When asked why the sign suggested blaming China instead of the U.S. government or people who didn't return to work, Bob Yacone said that he was "not going to blame any employee" for the crisis, which he "truly" believes was created by the Chinese government.
"If China never was working on this in their lab and it never got out of the lab in China, we'd never be in the situation that we're in right now," said Kimberly Yacone, referencing an unconfirmed theory that the coronavirus was man-made. The World Health Organization (WHO) has said that it's "extremely unlikely" that the virus was made in a lab, instead saying it likely emerged in bats.
Amid the pandemic, restaurants have had difficulties staffing their establishments adequately.

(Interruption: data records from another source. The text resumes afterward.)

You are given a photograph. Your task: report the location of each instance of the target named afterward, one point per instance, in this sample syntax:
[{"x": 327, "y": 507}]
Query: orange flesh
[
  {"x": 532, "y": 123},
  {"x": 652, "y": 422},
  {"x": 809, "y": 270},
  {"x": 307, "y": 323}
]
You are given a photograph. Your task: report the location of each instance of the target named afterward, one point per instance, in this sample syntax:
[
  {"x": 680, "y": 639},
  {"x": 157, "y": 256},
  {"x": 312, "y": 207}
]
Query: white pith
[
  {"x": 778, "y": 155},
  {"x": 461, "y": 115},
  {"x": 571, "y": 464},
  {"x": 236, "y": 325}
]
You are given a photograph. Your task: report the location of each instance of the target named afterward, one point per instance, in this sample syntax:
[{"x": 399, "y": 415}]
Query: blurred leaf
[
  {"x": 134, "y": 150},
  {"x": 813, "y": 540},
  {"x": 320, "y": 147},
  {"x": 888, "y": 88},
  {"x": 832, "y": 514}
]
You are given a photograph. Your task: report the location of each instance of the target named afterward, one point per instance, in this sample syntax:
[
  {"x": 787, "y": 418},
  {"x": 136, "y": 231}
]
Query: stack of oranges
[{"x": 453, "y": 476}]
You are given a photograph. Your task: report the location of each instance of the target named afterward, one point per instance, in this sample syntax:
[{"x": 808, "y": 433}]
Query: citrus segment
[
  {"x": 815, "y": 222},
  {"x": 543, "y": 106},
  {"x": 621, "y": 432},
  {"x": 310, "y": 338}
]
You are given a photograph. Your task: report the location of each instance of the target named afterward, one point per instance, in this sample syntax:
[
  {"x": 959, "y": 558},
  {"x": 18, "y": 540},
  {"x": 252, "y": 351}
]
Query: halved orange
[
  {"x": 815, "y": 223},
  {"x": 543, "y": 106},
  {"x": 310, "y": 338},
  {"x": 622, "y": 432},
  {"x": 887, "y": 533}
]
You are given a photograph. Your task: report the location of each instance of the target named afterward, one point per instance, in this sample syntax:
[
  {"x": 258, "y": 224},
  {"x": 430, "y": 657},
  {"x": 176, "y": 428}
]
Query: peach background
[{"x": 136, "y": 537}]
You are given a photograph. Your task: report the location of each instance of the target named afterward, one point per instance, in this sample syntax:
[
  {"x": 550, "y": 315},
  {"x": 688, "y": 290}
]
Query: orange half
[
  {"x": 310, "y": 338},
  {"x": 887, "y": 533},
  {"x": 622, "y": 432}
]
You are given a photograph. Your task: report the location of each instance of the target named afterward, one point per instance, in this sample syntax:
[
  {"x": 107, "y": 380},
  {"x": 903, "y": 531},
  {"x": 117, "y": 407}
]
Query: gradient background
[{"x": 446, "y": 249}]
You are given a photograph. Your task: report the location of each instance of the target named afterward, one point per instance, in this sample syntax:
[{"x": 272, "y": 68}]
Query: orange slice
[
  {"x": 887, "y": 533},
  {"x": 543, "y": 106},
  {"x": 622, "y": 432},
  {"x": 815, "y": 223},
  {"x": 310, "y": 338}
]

Some owners, including the Yacones, blame increased unemployment benefits. Bob Yacone also blamed the administration of President Joe Biden, even though the increased unemployment benefits began under former President Trump in March 2020.
"The government decided to let people stay home and pay them to stay home," said Kimberly Yacone. "That's what makes it tough when you're giving out extra benefits on top of the benefits, and then you don't even have to prove why you quit your job and the employer can't even go in and fight it. All they have to say is that they, they were let go because of COVID. ... It's not just us. It's everywhere."
Bob and Kimberly Yacone said that they had had trouble staffing the Deming location of their restaurant even before the pandemic, because of the size of the town and its distance from other major cities. Another location in Las Cruces, which was opened during the pandemic, has been open five days a week.
Bob Yacone said that employees at the restaurant do make above minimum wage and criticized people who suggest a "rhetorical flashpoint" like the amount workers are paid.
"They have no clue what we're paying," he said, clarifying that servers make on average between $13 and $15 per hour. According to PayScale, the average hourly wage in Deming is $12.97, and the state's minimum wage is $9 per hour.
According to data gathered by investigative news outlet ProPublica, the Deming location of Forghedaboudit Southwest has received two loans under the government Paycheck Protection Program (PPP), a loan program created early in the pandemic to provide a direct incentive for small businesses to keep their workers on payroll.
The first loan, which was approved in April 2020, granted the establishment $43,509, for payroll; according to the database, that loan was disbursed. The second loan, which was approved in February 2021, granted the establishment $60,913, with $60,908 designated for payroll. The loan status is "not disclosed," and was granted during the time when the Deming location was closed. According to the database, the person who applied for the loan listed five jobs at the restaurant.
A third loan was granted to Kimberly Yacone, for $38,725 designated for payroll. The loan information provided by ProPublica indicates that the loan money was used at the Las Cruces location, which did stay open during the pandemic.
Kimberly Yacone declined to give details on employees as indicated on the loans and said that the restaurant's accountants had done "everything by the book."
"We did receive those loans and those loans also (go) towards the mortgage, electric, water and gas as well," said Yacone, though according to the ProPublica database, the restaurant applied for the loans for payroll use, not utilities. $1 of the second loan was earmarked for utilities. "We still have bills to pay, including property taxes on the building, so the money is being (used) appropriately."
The Yacones said that they have received both "hate mail" and "an incredible amount of support" after displaying the sign.
Online, they appear to have taken down their Facebook page, and TripAdvisor has suspended users from posting reviews of the restaurant due to "an influx of review submissions that do not describe a first-hand experience."
On Yelp, reviewers criticized the sign and the Yacones, calling the sign racist and divisive.
"We've seen how signs like this inspire hate and violence against the Asian community," wrote one reviewer. "Instead of contributing to these kinds of divisions in our country, we should be pulling together to defeat the virus."